Le Phénix tour de Renaud fait halte ce week-end à Bordeaux pour deux concerts à la patinoire. Hier soir*, un public vibrant et chaleureux était au soutien du chanteur à la voix moribonde. *18.11.16

(Photos Quentin Salinier)

D’abord une révélation : le clonage humain est en marche et c’est troublant. Annoncée en voix off par Renaud lui-même (" la révélation de ces dix dernières années "), la première partie de l’idole attendue, nous faisait revivre le Gavroche du premier album " Amoureux de Paname ". Casquette en velours côtelé vissé sur le crâne, plume tendre et concernée, jonglant habilement avec les images et les sentiments, Gauvain Sers en cinq chansons (" Pourvu " et "Hénin-Beaumont" en pépites) annonçait que la relève de la " chetron sauvage " était là, jusqu’au mimétisme dans l’attitude et le vocabulaire.

" Dans quel état est-il ? ", allitérait Laurence Dupuy, bandana rouge et inquiétude autour du cou. Les 6 000 spectateurs de la patinoire (pareil ce soir) viennent prendre des nouvelles, déjà ravis de le voir remonter sur une scène après sept ans d’absence anisée. Christ laïc en ombres chinoises, revoilà le bonhomme, aux gestes économes et ventre devenu généreux. " Toujours " debout, scie single du retour puis " Docteur Renaud, Mister Renard ", tube du premier retour en 2002 : le chanteur de 64 ans déclenche une vibrante hystérie, le bonheur du tonton qu’on croyait perdu.
" Une p… de bronchite depuis cinq jours ", annonce-t-il pour excuser une voix d’outre-tombe, fracassée. Oui, bien sûr. Et nous, on est fans de Michel Sardou. Six musiciens aux regards si bienveillants envers le boss soutiennent le revenant mais c’est peine perdue : la merveille " En cloque " en est bousillée.
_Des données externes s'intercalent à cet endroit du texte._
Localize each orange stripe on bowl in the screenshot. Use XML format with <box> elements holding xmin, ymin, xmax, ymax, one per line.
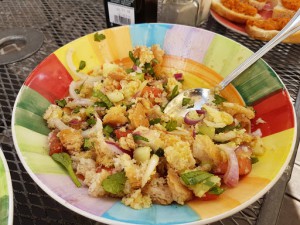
<box><xmin>187</xmin><ymin>194</ymin><xmax>240</xmax><ymax>219</ymax></box>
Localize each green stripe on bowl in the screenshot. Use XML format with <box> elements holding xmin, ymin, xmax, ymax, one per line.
<box><xmin>0</xmin><ymin>156</ymin><xmax>8</xmax><ymax>225</ymax></box>
<box><xmin>0</xmin><ymin>159</ymin><xmax>8</xmax><ymax>197</ymax></box>
<box><xmin>0</xmin><ymin>195</ymin><xmax>9</xmax><ymax>225</ymax></box>
<box><xmin>232</xmin><ymin>60</ymin><xmax>283</xmax><ymax>105</ymax></box>
<box><xmin>14</xmin><ymin>125</ymin><xmax>49</xmax><ymax>154</ymax></box>
<box><xmin>203</xmin><ymin>35</ymin><xmax>283</xmax><ymax>105</ymax></box>
<box><xmin>203</xmin><ymin>35</ymin><xmax>252</xmax><ymax>78</ymax></box>
<box><xmin>15</xmin><ymin>125</ymin><xmax>65</xmax><ymax>174</ymax></box>
<box><xmin>15</xmin><ymin>107</ymin><xmax>50</xmax><ymax>136</ymax></box>
<box><xmin>17</xmin><ymin>86</ymin><xmax>51</xmax><ymax>117</ymax></box>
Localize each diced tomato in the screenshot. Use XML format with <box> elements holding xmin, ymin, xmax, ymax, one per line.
<box><xmin>48</xmin><ymin>129</ymin><xmax>65</xmax><ymax>156</ymax></box>
<box><xmin>200</xmin><ymin>193</ymin><xmax>220</xmax><ymax>201</ymax></box>
<box><xmin>77</xmin><ymin>174</ymin><xmax>85</xmax><ymax>181</ymax></box>
<box><xmin>212</xmin><ymin>146</ymin><xmax>252</xmax><ymax>176</ymax></box>
<box><xmin>114</xmin><ymin>129</ymin><xmax>133</xmax><ymax>139</ymax></box>
<box><xmin>235</xmin><ymin>146</ymin><xmax>252</xmax><ymax>176</ymax></box>
<box><xmin>141</xmin><ymin>86</ymin><xmax>162</xmax><ymax>98</ymax></box>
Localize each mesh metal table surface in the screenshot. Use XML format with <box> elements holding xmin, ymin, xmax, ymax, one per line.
<box><xmin>0</xmin><ymin>0</ymin><xmax>300</xmax><ymax>224</ymax></box>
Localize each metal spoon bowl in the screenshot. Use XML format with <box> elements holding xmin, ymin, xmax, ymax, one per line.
<box><xmin>164</xmin><ymin>10</ymin><xmax>300</xmax><ymax>117</ymax></box>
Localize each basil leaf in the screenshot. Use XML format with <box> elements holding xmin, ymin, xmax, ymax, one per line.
<box><xmin>102</xmin><ymin>171</ymin><xmax>126</xmax><ymax>195</ymax></box>
<box><xmin>52</xmin><ymin>153</ymin><xmax>81</xmax><ymax>187</ymax></box>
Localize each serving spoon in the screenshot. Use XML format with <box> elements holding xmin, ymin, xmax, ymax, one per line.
<box><xmin>164</xmin><ymin>9</ymin><xmax>300</xmax><ymax>117</ymax></box>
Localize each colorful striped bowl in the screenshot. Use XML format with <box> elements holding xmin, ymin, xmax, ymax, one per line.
<box><xmin>12</xmin><ymin>23</ymin><xmax>297</xmax><ymax>225</ymax></box>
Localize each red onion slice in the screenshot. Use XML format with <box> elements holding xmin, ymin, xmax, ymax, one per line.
<box><xmin>196</xmin><ymin>109</ymin><xmax>206</xmax><ymax>114</ymax></box>
<box><xmin>184</xmin><ymin>111</ymin><xmax>205</xmax><ymax>125</ymax></box>
<box><xmin>105</xmin><ymin>141</ymin><xmax>127</xmax><ymax>155</ymax></box>
<box><xmin>133</xmin><ymin>65</ymin><xmax>142</xmax><ymax>73</ymax></box>
<box><xmin>219</xmin><ymin>144</ymin><xmax>239</xmax><ymax>187</ymax></box>
<box><xmin>174</xmin><ymin>73</ymin><xmax>183</xmax><ymax>81</ymax></box>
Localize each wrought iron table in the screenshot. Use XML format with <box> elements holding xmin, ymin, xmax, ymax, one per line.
<box><xmin>0</xmin><ymin>0</ymin><xmax>300</xmax><ymax>224</ymax></box>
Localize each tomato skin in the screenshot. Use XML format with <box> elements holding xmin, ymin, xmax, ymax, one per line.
<box><xmin>141</xmin><ymin>86</ymin><xmax>162</xmax><ymax>98</ymax></box>
<box><xmin>212</xmin><ymin>146</ymin><xmax>252</xmax><ymax>176</ymax></box>
<box><xmin>114</xmin><ymin>129</ymin><xmax>133</xmax><ymax>139</ymax></box>
<box><xmin>200</xmin><ymin>193</ymin><xmax>220</xmax><ymax>201</ymax></box>
<box><xmin>77</xmin><ymin>174</ymin><xmax>85</xmax><ymax>181</ymax></box>
<box><xmin>48</xmin><ymin>129</ymin><xmax>65</xmax><ymax>156</ymax></box>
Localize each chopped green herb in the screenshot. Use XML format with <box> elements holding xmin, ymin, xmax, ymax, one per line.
<box><xmin>182</xmin><ymin>98</ymin><xmax>192</xmax><ymax>107</ymax></box>
<box><xmin>165</xmin><ymin>120</ymin><xmax>177</xmax><ymax>131</ymax></box>
<box><xmin>180</xmin><ymin>170</ymin><xmax>213</xmax><ymax>186</ymax></box>
<box><xmin>87</xmin><ymin>117</ymin><xmax>96</xmax><ymax>126</ymax></box>
<box><xmin>215</xmin><ymin>124</ymin><xmax>241</xmax><ymax>133</ymax></box>
<box><xmin>51</xmin><ymin>153</ymin><xmax>81</xmax><ymax>187</ymax></box>
<box><xmin>83</xmin><ymin>138</ymin><xmax>93</xmax><ymax>150</ymax></box>
<box><xmin>208</xmin><ymin>186</ymin><xmax>225</xmax><ymax>195</ymax></box>
<box><xmin>77</xmin><ymin>60</ymin><xmax>86</xmax><ymax>72</ymax></box>
<box><xmin>125</xmin><ymin>68</ymin><xmax>134</xmax><ymax>73</ymax></box>
<box><xmin>94</xmin><ymin>101</ymin><xmax>107</xmax><ymax>108</ymax></box>
<box><xmin>149</xmin><ymin>118</ymin><xmax>161</xmax><ymax>125</ymax></box>
<box><xmin>213</xmin><ymin>94</ymin><xmax>227</xmax><ymax>105</ymax></box>
<box><xmin>142</xmin><ymin>62</ymin><xmax>155</xmax><ymax>76</ymax></box>
<box><xmin>126</xmin><ymin>102</ymin><xmax>135</xmax><ymax>110</ymax></box>
<box><xmin>103</xmin><ymin>124</ymin><xmax>114</xmax><ymax>137</ymax></box>
<box><xmin>73</xmin><ymin>106</ymin><xmax>80</xmax><ymax>113</ymax></box>
<box><xmin>133</xmin><ymin>134</ymin><xmax>149</xmax><ymax>142</ymax></box>
<box><xmin>251</xmin><ymin>157</ymin><xmax>259</xmax><ymax>164</ymax></box>
<box><xmin>75</xmin><ymin>89</ymin><xmax>80</xmax><ymax>94</ymax></box>
<box><xmin>129</xmin><ymin>51</ymin><xmax>140</xmax><ymax>65</ymax></box>
<box><xmin>93</xmin><ymin>90</ymin><xmax>113</xmax><ymax>108</ymax></box>
<box><xmin>55</xmin><ymin>99</ymin><xmax>67</xmax><ymax>108</ymax></box>
<box><xmin>102</xmin><ymin>171</ymin><xmax>126</xmax><ymax>195</ymax></box>
<box><xmin>169</xmin><ymin>85</ymin><xmax>179</xmax><ymax>100</ymax></box>
<box><xmin>94</xmin><ymin>33</ymin><xmax>106</xmax><ymax>42</ymax></box>
<box><xmin>85</xmin><ymin>106</ymin><xmax>95</xmax><ymax>116</ymax></box>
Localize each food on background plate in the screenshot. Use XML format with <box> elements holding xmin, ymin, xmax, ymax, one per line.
<box><xmin>211</xmin><ymin>0</ymin><xmax>300</xmax><ymax>42</ymax></box>
<box><xmin>211</xmin><ymin>0</ymin><xmax>262</xmax><ymax>23</ymax></box>
<box><xmin>273</xmin><ymin>0</ymin><xmax>299</xmax><ymax>18</ymax></box>
<box><xmin>249</xmin><ymin>0</ymin><xmax>268</xmax><ymax>10</ymax></box>
<box><xmin>43</xmin><ymin>44</ymin><xmax>265</xmax><ymax>209</ymax></box>
<box><xmin>245</xmin><ymin>17</ymin><xmax>300</xmax><ymax>42</ymax></box>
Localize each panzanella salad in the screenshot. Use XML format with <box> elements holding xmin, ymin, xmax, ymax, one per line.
<box><xmin>43</xmin><ymin>44</ymin><xmax>265</xmax><ymax>209</ymax></box>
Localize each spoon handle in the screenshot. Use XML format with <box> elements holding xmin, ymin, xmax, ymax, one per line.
<box><xmin>219</xmin><ymin>9</ymin><xmax>300</xmax><ymax>90</ymax></box>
Les échos de ce début de tournée démarrée le 1er octobre font état d’une voix se faisant potable au fil du concert. Attendons. Et goûtons quand même des vidéos soignées, rarement nunuches (juste sur " Les Mots "), la tendresse déchirante de " La Pêche à la ligne ", la misanthropie inspirée et joyeuse de " Marche à l’ombre ". Renaud ne bouge presque pas, cabotine avec peine, élocution laborieuse et fragilité transpirant par tous les pores. Même  endommagées par des cordes vocales vrillées, " Dans mon HLM ", " Morts les enfants " et le sublime " Manu " nous réconciliera toujours devant ce répertoire qui a pris dans ses bras trois générations au moins.
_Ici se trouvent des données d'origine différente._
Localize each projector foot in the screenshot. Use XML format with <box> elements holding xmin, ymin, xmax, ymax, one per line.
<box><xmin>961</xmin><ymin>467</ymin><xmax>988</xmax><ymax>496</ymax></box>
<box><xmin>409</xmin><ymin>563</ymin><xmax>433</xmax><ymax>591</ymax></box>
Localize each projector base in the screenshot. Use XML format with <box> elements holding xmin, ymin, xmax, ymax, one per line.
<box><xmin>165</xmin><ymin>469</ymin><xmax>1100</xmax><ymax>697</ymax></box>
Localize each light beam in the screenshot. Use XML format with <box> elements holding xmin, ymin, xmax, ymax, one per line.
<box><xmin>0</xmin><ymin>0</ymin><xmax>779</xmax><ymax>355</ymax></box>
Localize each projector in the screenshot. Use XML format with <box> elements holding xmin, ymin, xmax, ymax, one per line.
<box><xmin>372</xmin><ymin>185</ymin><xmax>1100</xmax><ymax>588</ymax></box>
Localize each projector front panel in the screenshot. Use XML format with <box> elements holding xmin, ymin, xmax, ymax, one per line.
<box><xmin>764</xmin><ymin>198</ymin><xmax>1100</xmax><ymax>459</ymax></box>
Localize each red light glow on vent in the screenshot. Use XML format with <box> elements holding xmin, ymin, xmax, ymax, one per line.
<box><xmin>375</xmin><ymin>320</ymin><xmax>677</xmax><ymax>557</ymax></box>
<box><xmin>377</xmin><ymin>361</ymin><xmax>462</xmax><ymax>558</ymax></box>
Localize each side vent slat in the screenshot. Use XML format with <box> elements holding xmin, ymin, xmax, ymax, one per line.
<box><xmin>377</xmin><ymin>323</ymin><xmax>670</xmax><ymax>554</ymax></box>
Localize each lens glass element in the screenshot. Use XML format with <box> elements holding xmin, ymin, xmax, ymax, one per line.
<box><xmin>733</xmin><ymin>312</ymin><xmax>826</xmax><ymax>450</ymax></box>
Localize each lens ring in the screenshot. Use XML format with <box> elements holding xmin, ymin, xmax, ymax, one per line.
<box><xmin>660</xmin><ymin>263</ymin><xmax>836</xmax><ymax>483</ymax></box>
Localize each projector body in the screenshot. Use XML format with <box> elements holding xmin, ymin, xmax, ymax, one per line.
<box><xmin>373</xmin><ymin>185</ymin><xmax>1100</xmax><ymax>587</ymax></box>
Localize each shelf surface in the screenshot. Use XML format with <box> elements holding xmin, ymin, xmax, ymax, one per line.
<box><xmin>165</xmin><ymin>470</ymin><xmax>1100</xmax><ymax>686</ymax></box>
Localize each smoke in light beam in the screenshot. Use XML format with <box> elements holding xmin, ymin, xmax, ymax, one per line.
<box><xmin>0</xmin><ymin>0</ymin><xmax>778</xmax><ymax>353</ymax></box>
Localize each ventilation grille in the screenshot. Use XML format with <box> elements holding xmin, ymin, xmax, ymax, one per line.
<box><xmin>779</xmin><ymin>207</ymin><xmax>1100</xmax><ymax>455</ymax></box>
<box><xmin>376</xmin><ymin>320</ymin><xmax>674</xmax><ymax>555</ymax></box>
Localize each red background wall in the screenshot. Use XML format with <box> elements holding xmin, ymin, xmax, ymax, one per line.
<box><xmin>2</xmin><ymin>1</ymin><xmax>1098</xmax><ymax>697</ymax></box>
" Vous préférez les anciennes, comme toujours ", ironise le poulbot balbutiant. La nostalgie n’est pas la seule en cause : que vaut " J’ai embrassé un flic " face à " La Médaille " ? Que vaut " Hyper cacher " face à " La ballade nord-irlandaise " ? Que vaut " La vie est moche et c’est trop court " face à " Mistral gagnant " ? La cohabitation fait mal. Mais les retrouvailles sont aussi et forcément un bonheur, public assurant les chœurs avec ivresse.

 

La voix ne s’améliore que très peu et " Morgane de toi " est douloureuse. On est pourtant ému, de le voir enchaîner " C’est mon dernier bal " et " 500 connards sur la ligne de départ ", mimer à outrance les paroles, vrai timide se frottant comme un chat aux caresses de son public.
Deux heures quinze et un medley plus tard, Renaud est revenu, et même si ça fait mal aux oreilles, ça fait quand même chaud au cœur.